The airlock door suddenly snapped open, the warm, bright light of the corridor beyond flooding out in welcome. Whatever this ship thought of her unexpected visitors, she had apparently decided to trust them enough to ask them in. Keflyn realized that the poor ship probably had no idea what to think, as long as she had been in isolation.

“I am Quendari Valcyr,” she introduced herself simply.

Keflyn stopped short, and turned abruptly to stare. “But the Valcyr was lost a very long time ago, in the earliest days of the Starwolves. You were the first jump ship.”

“That is a very long story,” the ship said, drifting slowly forward to encourage them to enter the airlock. Keflyn suspected that she was unwilling to speak before Jon Addesin.

The airlock closed behind them. Addesin was enormously relieved to be out of the intense cold of the cavern, although his joy was short-lived when he discovered the pronounced chill inside the ship. Starwolves required a cool environment for comfort, and Quendari had dropped her internal temperature even more to save power and preserve her electronics against heat decay.

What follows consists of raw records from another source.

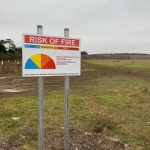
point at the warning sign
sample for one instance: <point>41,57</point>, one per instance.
<point>50,56</point>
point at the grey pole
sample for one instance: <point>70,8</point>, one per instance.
<point>66,101</point>
<point>40,104</point>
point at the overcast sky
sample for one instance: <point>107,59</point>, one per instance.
<point>104,26</point>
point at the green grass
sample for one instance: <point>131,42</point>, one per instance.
<point>116,105</point>
<point>132,64</point>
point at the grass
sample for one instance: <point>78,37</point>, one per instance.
<point>140,65</point>
<point>115,105</point>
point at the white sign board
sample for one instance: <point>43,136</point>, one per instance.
<point>50,56</point>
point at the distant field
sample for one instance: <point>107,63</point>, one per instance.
<point>109,108</point>
<point>131,64</point>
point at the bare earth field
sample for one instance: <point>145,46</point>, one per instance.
<point>109,108</point>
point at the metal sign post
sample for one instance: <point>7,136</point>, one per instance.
<point>66,101</point>
<point>40,105</point>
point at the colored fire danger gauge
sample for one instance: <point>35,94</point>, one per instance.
<point>40,61</point>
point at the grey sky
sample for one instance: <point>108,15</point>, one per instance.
<point>104,26</point>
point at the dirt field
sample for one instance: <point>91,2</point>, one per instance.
<point>96,93</point>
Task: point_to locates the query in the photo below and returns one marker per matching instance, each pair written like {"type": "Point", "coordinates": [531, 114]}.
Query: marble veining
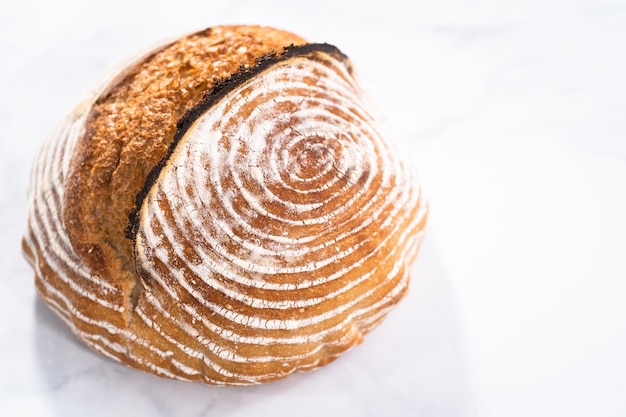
{"type": "Point", "coordinates": [514, 114]}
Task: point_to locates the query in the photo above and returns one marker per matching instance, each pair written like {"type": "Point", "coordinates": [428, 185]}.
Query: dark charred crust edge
{"type": "Point", "coordinates": [214, 95]}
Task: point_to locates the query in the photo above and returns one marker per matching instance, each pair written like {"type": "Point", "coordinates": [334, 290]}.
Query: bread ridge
{"type": "Point", "coordinates": [130, 127]}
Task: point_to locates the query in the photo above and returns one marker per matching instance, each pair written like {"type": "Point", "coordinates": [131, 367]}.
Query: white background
{"type": "Point", "coordinates": [514, 113]}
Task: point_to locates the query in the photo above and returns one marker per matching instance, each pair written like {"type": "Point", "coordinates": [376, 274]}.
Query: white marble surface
{"type": "Point", "coordinates": [514, 112]}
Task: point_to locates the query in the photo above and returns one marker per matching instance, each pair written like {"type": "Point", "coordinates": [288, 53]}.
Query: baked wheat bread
{"type": "Point", "coordinates": [226, 210]}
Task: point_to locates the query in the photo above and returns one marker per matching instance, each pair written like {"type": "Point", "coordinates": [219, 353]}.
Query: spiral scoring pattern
{"type": "Point", "coordinates": [279, 231]}
{"type": "Point", "coordinates": [301, 218]}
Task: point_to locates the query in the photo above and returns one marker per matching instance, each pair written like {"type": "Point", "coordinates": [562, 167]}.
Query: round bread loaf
{"type": "Point", "coordinates": [226, 209]}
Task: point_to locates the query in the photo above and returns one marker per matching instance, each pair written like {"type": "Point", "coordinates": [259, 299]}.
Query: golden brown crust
{"type": "Point", "coordinates": [129, 130]}
{"type": "Point", "coordinates": [274, 225]}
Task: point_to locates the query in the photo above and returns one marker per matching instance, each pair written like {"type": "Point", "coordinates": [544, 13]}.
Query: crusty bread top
{"type": "Point", "coordinates": [131, 126]}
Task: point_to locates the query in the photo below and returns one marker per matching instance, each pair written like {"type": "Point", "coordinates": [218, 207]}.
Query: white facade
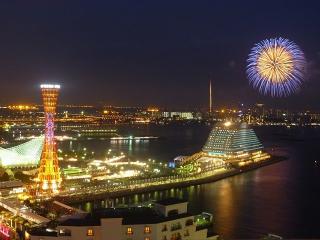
{"type": "Point", "coordinates": [179, 226]}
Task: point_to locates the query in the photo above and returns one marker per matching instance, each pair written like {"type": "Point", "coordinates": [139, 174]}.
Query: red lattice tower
{"type": "Point", "coordinates": [49, 176]}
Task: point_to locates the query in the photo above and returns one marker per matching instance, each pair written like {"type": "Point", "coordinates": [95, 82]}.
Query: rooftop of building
{"type": "Point", "coordinates": [135, 215]}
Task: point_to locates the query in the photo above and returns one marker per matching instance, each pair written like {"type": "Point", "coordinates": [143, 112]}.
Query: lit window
{"type": "Point", "coordinates": [147, 229]}
{"type": "Point", "coordinates": [129, 231]}
{"type": "Point", "coordinates": [90, 232]}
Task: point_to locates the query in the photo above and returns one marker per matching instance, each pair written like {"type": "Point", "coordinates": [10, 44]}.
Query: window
{"type": "Point", "coordinates": [173, 212]}
{"type": "Point", "coordinates": [129, 231]}
{"type": "Point", "coordinates": [90, 232]}
{"type": "Point", "coordinates": [175, 226]}
{"type": "Point", "coordinates": [147, 229]}
{"type": "Point", "coordinates": [164, 228]}
{"type": "Point", "coordinates": [189, 222]}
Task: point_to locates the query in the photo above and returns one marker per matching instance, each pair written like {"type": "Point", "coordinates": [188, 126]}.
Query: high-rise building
{"type": "Point", "coordinates": [49, 175]}
{"type": "Point", "coordinates": [210, 97]}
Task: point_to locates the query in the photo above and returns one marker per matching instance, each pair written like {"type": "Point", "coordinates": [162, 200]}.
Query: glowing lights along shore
{"type": "Point", "coordinates": [276, 67]}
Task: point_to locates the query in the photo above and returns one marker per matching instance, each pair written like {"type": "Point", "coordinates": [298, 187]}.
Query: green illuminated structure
{"type": "Point", "coordinates": [231, 139]}
{"type": "Point", "coordinates": [23, 155]}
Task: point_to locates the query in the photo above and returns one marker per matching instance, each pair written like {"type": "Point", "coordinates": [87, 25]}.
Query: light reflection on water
{"type": "Point", "coordinates": [282, 198]}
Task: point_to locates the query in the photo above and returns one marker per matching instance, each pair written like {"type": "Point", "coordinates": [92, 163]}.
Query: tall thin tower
{"type": "Point", "coordinates": [49, 175]}
{"type": "Point", "coordinates": [210, 96]}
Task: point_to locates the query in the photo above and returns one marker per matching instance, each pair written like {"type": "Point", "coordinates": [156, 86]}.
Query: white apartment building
{"type": "Point", "coordinates": [167, 220]}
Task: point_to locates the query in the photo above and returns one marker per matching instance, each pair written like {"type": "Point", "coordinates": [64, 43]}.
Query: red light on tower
{"type": "Point", "coordinates": [49, 175]}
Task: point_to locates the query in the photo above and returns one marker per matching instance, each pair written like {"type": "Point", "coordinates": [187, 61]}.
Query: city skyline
{"type": "Point", "coordinates": [117, 54]}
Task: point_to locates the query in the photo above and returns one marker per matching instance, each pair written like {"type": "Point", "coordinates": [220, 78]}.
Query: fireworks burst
{"type": "Point", "coordinates": [276, 67]}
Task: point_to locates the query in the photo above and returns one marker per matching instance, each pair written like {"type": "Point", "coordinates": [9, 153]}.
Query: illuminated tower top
{"type": "Point", "coordinates": [49, 176]}
{"type": "Point", "coordinates": [50, 94]}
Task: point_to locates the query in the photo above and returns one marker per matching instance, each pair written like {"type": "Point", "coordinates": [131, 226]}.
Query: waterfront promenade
{"type": "Point", "coordinates": [104, 191]}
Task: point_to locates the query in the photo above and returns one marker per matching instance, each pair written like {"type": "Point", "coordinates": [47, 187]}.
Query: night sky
{"type": "Point", "coordinates": [141, 53]}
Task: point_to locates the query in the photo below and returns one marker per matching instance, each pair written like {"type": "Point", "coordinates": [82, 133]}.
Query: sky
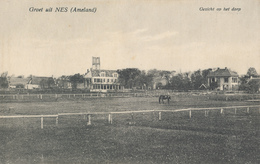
{"type": "Point", "coordinates": [156, 34]}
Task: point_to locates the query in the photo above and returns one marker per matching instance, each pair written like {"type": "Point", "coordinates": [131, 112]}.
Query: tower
{"type": "Point", "coordinates": [96, 63]}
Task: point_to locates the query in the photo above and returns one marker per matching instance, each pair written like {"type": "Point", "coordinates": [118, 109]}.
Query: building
{"type": "Point", "coordinates": [99, 80]}
{"type": "Point", "coordinates": [36, 82]}
{"type": "Point", "coordinates": [17, 82]}
{"type": "Point", "coordinates": [224, 79]}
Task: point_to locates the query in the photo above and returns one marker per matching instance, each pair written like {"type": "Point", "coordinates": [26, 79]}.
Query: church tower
{"type": "Point", "coordinates": [96, 63]}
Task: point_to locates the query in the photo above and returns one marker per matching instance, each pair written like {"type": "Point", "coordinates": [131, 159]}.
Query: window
{"type": "Point", "coordinates": [102, 74]}
{"type": "Point", "coordinates": [226, 79]}
{"type": "Point", "coordinates": [234, 80]}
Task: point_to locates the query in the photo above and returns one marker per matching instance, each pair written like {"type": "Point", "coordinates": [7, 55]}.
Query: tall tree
{"type": "Point", "coordinates": [75, 79]}
{"type": "Point", "coordinates": [4, 80]}
{"type": "Point", "coordinates": [129, 77]}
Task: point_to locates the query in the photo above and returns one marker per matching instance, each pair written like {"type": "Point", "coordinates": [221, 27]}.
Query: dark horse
{"type": "Point", "coordinates": [164, 97]}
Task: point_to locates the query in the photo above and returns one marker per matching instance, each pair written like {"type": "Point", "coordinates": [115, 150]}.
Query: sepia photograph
{"type": "Point", "coordinates": [130, 82]}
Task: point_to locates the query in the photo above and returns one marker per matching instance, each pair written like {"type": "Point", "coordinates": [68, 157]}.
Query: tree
{"type": "Point", "coordinates": [197, 79]}
{"type": "Point", "coordinates": [129, 77]}
{"type": "Point", "coordinates": [50, 82]}
{"type": "Point", "coordinates": [75, 79]}
{"type": "Point", "coordinates": [252, 72]}
{"type": "Point", "coordinates": [4, 80]}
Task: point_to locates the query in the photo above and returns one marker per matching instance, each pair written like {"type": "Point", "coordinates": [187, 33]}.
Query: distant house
{"type": "Point", "coordinates": [99, 80]}
{"type": "Point", "coordinates": [17, 82]}
{"type": "Point", "coordinates": [255, 80]}
{"type": "Point", "coordinates": [161, 78]}
{"type": "Point", "coordinates": [225, 79]}
{"type": "Point", "coordinates": [64, 82]}
{"type": "Point", "coordinates": [40, 82]}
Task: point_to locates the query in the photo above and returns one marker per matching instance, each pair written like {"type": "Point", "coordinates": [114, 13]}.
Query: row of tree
{"type": "Point", "coordinates": [135, 78]}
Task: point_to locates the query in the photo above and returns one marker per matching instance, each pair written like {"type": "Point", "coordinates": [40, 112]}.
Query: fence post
{"type": "Point", "coordinates": [57, 119]}
{"type": "Point", "coordinates": [110, 118]}
{"type": "Point", "coordinates": [41, 122]}
{"type": "Point", "coordinates": [206, 113]}
{"type": "Point", "coordinates": [89, 119]}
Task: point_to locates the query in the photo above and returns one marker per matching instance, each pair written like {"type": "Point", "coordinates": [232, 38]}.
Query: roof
{"type": "Point", "coordinates": [254, 79]}
{"type": "Point", "coordinates": [18, 80]}
{"type": "Point", "coordinates": [223, 73]}
{"type": "Point", "coordinates": [96, 73]}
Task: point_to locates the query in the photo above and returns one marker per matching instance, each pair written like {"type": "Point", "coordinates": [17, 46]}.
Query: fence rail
{"type": "Point", "coordinates": [87, 115]}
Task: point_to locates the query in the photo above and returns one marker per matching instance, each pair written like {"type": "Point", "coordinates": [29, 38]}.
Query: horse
{"type": "Point", "coordinates": [164, 97]}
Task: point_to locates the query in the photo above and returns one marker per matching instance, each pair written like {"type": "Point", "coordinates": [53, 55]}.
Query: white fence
{"type": "Point", "coordinates": [87, 115]}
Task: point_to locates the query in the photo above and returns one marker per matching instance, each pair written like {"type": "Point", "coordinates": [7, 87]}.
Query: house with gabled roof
{"type": "Point", "coordinates": [36, 82]}
{"type": "Point", "coordinates": [225, 79]}
{"type": "Point", "coordinates": [101, 80]}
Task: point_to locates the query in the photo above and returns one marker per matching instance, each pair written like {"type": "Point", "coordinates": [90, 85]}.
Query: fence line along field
{"type": "Point", "coordinates": [130, 129]}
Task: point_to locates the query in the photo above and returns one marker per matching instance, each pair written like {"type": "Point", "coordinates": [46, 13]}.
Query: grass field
{"type": "Point", "coordinates": [138, 138]}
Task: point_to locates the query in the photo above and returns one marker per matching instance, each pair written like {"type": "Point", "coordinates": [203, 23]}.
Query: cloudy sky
{"type": "Point", "coordinates": [161, 34]}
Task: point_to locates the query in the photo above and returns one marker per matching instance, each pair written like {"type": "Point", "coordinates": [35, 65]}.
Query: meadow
{"type": "Point", "coordinates": [227, 137]}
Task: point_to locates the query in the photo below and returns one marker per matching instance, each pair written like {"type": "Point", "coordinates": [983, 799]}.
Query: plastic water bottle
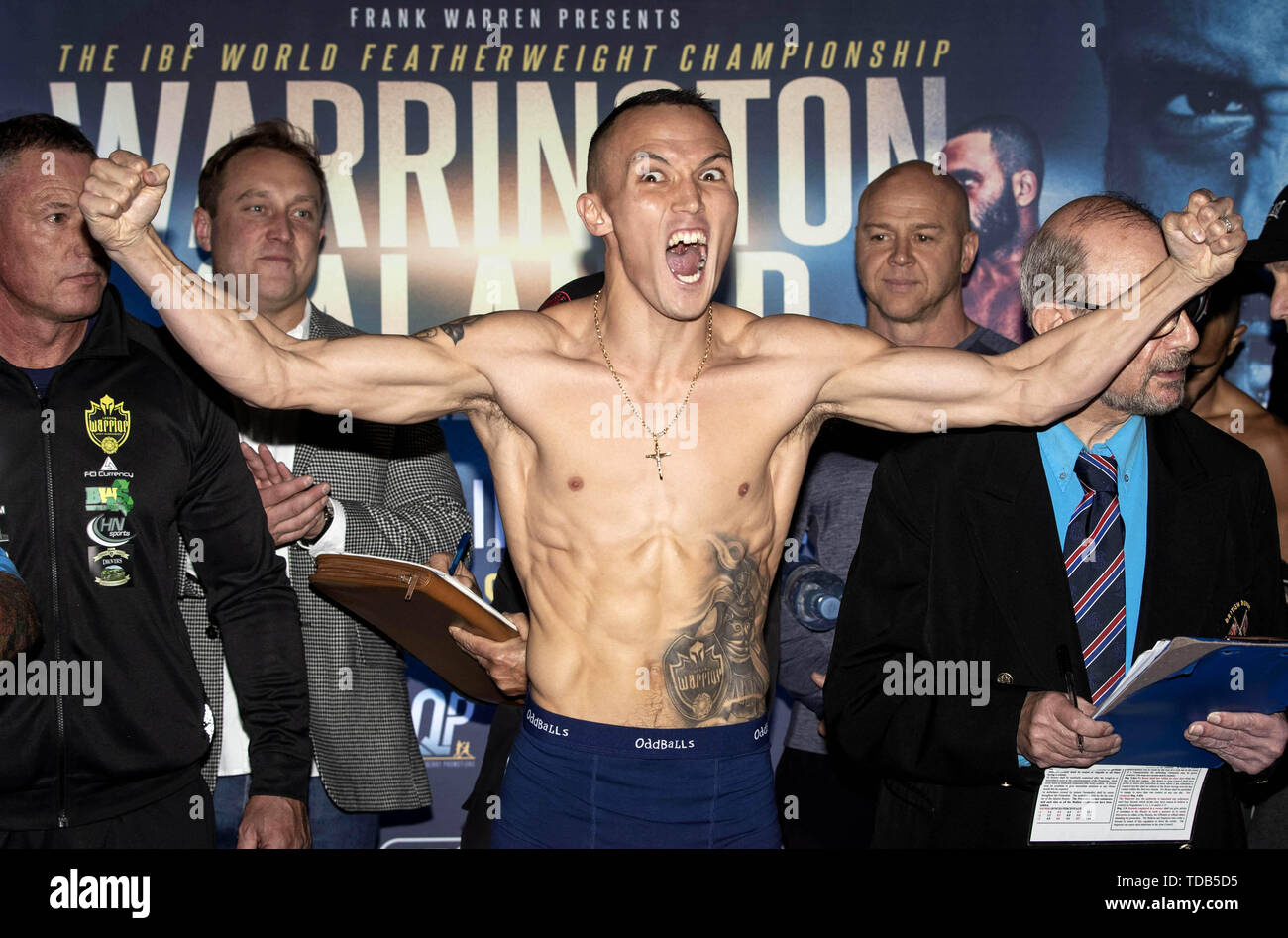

Then, as the inner airlock door closed, he seemed to realize where he was. For the first time since Keflyn had met him, he appeared impressed and even just a bit frightened by Starwolves.

Keflyn found the corridors familiar so far, and headed toward the nearest lift. She assumed that Quendari would then direct the lift to whatever part of the ship she meant to keep her uninvited guests, probably to put Jon Addesin into safekeeping so that they could speak privately.